To calculate the total cash value of the annuity, we can use the formula for the future value of an ordinary annuity:
FV = P * [(1 + r)^n - 1] / r
Where:
FV = Future Value (total cash value)
P = Periodic Payment (amount invested per quarter)
r = Interest Rate per period
n = Number of periods
In this case:
P = $400
r = 8% = 0.08 (converted to decimal)
n = 4 years * 4 quarters per year = 16 quarters
Substituting these values into the formula:
FV = $400 * [(1 + 0.08)^16 - 1] / 0.08
Calculating the expression within the brackets first:
(1 + 0.08)^16 = 1.08^16 ≈ 2.521
Plugging this value into the formula:
FV = $400 * (2.521 - 1) / 0.08
Calculating the expression within the parentheses:
2.521 - 1 = 1.521
Finally, calculating the total cash value:
FV = $400 * 1.521 / 0.08 = $7,608.75
Therefore, the total cash value of the annuity at the end of year 4 is approximately $7,608.75.

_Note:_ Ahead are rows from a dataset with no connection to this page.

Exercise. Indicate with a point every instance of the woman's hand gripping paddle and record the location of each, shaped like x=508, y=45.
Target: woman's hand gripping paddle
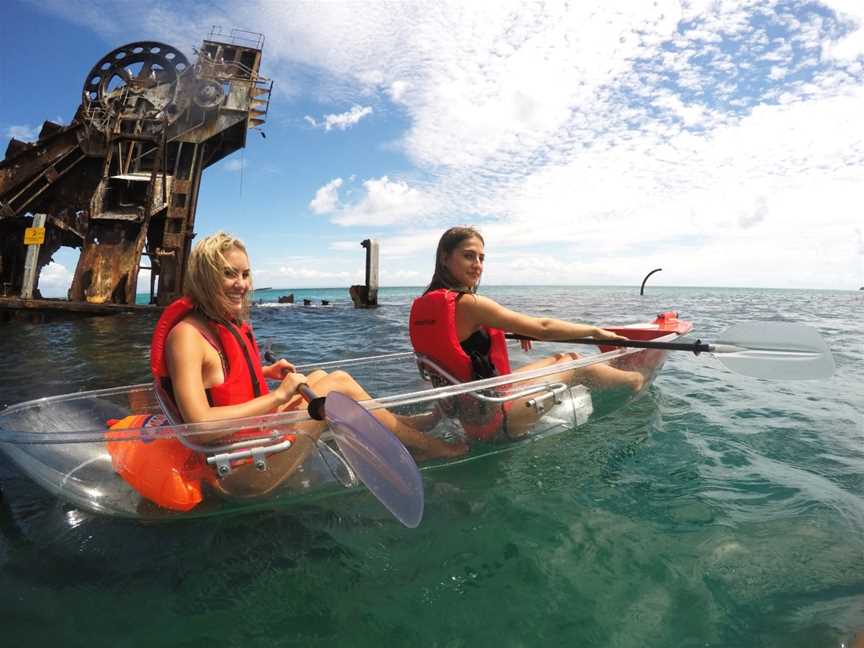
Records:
x=374, y=453
x=774, y=350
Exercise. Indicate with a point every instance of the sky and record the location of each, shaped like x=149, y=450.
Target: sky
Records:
x=590, y=142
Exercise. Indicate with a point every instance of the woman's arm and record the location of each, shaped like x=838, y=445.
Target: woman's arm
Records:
x=185, y=353
x=474, y=311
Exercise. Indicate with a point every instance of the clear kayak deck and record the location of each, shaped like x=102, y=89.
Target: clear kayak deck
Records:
x=60, y=442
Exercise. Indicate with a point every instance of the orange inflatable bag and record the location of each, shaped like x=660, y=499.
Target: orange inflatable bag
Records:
x=163, y=470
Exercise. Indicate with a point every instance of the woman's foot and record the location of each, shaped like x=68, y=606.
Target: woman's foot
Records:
x=422, y=422
x=439, y=449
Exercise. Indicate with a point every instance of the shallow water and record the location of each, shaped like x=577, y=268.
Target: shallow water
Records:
x=719, y=510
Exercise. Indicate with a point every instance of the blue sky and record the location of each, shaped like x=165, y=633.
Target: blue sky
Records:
x=590, y=142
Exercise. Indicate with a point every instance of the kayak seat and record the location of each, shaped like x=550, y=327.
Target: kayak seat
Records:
x=226, y=457
x=493, y=396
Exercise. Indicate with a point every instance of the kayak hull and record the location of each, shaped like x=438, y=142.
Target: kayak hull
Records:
x=60, y=442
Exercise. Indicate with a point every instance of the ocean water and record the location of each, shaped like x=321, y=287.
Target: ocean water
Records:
x=717, y=510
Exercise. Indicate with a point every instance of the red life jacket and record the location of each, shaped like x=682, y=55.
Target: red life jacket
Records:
x=432, y=327
x=244, y=380
x=163, y=470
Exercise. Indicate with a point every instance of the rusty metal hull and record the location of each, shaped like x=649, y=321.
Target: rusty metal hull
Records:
x=121, y=181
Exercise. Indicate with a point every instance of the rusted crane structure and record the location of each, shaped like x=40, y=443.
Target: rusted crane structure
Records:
x=121, y=180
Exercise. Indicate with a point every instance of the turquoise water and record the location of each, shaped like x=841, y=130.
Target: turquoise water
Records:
x=719, y=510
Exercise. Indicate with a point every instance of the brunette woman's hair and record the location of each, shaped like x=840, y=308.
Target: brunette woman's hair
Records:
x=205, y=273
x=450, y=240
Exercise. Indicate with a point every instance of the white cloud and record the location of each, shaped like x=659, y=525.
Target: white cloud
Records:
x=235, y=164
x=326, y=200
x=385, y=202
x=23, y=133
x=341, y=121
x=724, y=135
x=397, y=90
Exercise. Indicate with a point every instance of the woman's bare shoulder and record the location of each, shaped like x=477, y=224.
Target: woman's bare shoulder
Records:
x=186, y=332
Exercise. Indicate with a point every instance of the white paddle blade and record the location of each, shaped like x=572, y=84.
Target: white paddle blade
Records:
x=775, y=350
x=378, y=457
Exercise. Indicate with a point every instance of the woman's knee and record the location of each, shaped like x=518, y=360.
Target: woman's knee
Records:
x=315, y=376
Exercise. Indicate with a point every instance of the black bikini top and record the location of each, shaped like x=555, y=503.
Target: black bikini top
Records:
x=477, y=346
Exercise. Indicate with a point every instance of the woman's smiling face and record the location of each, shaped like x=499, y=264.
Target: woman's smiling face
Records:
x=465, y=262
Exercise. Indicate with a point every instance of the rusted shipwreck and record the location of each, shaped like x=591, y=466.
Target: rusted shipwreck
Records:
x=121, y=180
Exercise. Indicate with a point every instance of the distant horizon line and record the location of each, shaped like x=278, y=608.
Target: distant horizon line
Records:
x=346, y=288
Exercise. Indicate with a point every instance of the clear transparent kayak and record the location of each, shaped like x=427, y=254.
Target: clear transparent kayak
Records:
x=64, y=442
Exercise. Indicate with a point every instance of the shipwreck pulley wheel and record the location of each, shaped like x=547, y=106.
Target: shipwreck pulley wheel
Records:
x=135, y=81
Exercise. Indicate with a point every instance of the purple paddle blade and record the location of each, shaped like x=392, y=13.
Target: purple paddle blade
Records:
x=378, y=457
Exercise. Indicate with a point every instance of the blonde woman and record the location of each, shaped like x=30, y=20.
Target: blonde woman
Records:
x=205, y=354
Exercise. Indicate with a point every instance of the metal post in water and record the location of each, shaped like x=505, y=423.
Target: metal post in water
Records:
x=371, y=246
x=367, y=296
x=34, y=237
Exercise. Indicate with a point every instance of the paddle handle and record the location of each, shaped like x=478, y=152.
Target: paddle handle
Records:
x=316, y=403
x=696, y=347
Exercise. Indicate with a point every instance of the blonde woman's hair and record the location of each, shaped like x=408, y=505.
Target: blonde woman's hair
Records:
x=205, y=274
x=450, y=240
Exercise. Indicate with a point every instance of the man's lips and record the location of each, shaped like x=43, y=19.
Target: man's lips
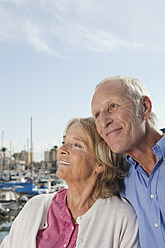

To calculate the total cash value of an ordinary annuity, we need to use the formula for the future value of an ordinary annuity. The formula is:
FV = P * [(1 + r)^n - 1] / r
Where:
FV = Future Value of the annuity
P = Amount of money invested per period ($400 in this case)
r = Interest rate per period (8% or 0.08 in decimal form)
n = Number of periods (4 years in this case)
Using this formula, we can plug in the values and calculate:
FV = $400 * [(1 + 0.08)^4 - 1] / 0.08
Calculating this equation, we find:
FV = $400 * [1.36048 - 1] / 0.08
FV = $400 * 0.36048 / 0.08
FV = $180.192 / 0.08
FV = $2,252.40
Therefore, the total cash value of the annuity at the end of year 4 will be $2,252.40.